GoogleCloudContentwarehouseV1GcsIngestWithDocAiProcessorsPipeline

AI Overview😉

  • Potential purpose of module: This module appears to be responsible for configuring and processing documents uploaded to Google Cloud Storage using DocAI (Document AI) processors. It extracts relevant information from the documents, classifies them, and stores the results in a Cloud Storage folder.
  • Impact on search results: The output of this module could influence search results by providing more accurate and relevant information about documents stored in Cloud Storage. This could lead to improved search rankings for documents that are accurately classified and extracted, making them more discoverable by users.
  • Optimization for this function: To be more favorable for this function, a website could ensure that their documents uploaded to Cloud Storage are well-structured, contain relevant metadata, and are easily accessible. Additionally, they could provide clear and concise classification information to help the DocAI processors accurately extract and classify the documents.

Interesting Module? Vote 👇

Voting helps other researchers find interesting modules.

Current Votes: 0

GoogleApi.ContentWarehouse.V1.Model.GoogleCloudContentwarehouseV1GcsIngestWithDocAiProcessorsPipeline (google_api_content_warehouse v0.4.0)

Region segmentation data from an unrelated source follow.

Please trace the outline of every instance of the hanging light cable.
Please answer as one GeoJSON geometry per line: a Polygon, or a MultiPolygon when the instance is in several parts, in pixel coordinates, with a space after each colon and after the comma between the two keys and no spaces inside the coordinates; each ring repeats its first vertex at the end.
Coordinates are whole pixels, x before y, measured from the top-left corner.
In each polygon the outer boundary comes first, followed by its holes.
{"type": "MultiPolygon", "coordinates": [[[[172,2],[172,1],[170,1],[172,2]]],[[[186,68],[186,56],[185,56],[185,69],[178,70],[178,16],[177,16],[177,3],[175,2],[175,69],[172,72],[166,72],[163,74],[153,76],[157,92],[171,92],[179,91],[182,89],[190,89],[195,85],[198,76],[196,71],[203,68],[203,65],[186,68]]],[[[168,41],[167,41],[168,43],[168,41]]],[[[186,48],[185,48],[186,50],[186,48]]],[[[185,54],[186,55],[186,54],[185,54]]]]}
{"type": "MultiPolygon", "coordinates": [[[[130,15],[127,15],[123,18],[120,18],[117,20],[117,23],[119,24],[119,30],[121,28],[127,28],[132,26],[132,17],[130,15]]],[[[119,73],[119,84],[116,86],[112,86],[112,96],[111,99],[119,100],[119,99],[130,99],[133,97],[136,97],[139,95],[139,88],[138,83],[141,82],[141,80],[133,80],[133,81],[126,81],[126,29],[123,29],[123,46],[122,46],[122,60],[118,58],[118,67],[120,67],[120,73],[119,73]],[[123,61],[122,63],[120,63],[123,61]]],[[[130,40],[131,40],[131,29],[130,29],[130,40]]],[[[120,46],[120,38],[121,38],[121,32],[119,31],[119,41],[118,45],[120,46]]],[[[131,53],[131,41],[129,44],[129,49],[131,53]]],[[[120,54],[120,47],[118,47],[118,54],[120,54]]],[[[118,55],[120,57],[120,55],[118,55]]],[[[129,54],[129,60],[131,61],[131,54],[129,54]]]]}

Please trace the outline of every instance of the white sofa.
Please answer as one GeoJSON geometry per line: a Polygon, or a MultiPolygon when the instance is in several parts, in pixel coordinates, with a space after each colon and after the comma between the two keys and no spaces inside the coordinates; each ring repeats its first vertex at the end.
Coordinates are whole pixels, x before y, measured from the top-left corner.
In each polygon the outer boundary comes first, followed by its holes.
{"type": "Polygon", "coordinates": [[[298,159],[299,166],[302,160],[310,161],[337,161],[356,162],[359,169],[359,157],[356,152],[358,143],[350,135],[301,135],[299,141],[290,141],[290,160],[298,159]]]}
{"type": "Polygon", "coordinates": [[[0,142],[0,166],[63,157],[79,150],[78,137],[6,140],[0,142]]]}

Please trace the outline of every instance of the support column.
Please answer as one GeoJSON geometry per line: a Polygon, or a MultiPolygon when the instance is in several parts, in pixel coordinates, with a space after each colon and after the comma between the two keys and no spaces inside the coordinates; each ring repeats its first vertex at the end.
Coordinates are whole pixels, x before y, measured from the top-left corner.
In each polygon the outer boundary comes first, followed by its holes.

The configuration of the Cloud Storage Ingestion with DocAI Processors pipeline.

Attributes

  • extractProcessorInfos (type: list(GoogleApi.ContentWarehouse.V1.Model.GoogleCloudContentwarehouseV1ProcessorInfo.t), default: nil) - The extract processors information. One matched extract processor will be used to process documents based on the classify processor result. If no classify processor is specified, the first extract processor will be used.
  • inputPath (type: String.t, default: nil) - The input Cloud Storage folder. All files under this folder will be imported to Document Warehouse. Format: gs:///.
  • pipelineConfig (type: GoogleApi.ContentWarehouse.V1.Model.GoogleCloudContentwarehouseV1IngestPipelineConfig.t, default: nil) - Optional. The config for the Cloud Storage Ingestion with DocAI Processors pipeline. It provides additional customization options to run the pipeline and can be skipped if it is not applicable.
  • processorResultsFolderPath (type: String.t, default: nil) - The Cloud Storage folder path used to store the raw results from processors. Format: gs:///.
  • skipIngestedDocuments (type: boolean(), default: nil) - The flag whether to skip ingested documents. If it is set to true, documents in Cloud Storage contains key "status" with value "status=ingested" in custom metadata will be skipped to ingest.
  • splitClassifyProcessorInfo (type: GoogleApi.ContentWarehouse.V1.Model.GoogleCloudContentwarehouseV1ProcessorInfo.t, default: nil) - The split and classify processor information. The split and classify result will be used to find a matched extract processor.

Summary

Types

t()

Functions

decode(value, options)

Unwrap a decoded JSON object into its complex fields.

Types

Link to this type

t()

@type t() ::
  %GoogleApi.ContentWarehouse.V1.Model.GoogleCloudContentwarehouseV1GcsIngestWithDocAiProcessorsPipeline{
    extractProcessorInfos:
      [
        GoogleApi.ContentWarehouse.V1.Model.GoogleCloudContentwarehouseV1ProcessorInfo.t()
      ]
      | nil,
    inputPath: String.t() | nil,
    pipelineConfig:
      GoogleApi.ContentWarehouse.V1.Model.GoogleCloudContentwarehouseV1IngestPipelineConfig.t()
      | nil,
    processorResultsFolderPath: String.t() | nil,
    skipIngestedDocuments: boolean() | nil,
    splitClassifyProcessorInfo:
      GoogleApi.ContentWarehouse.V1.Model.GoogleCloudContentwarehouseV1ProcessorInfo.t()
      | nil
  }

Functions

Link to this function

decode(value, options)

@spec decode(struct(), keyword()) :: struct()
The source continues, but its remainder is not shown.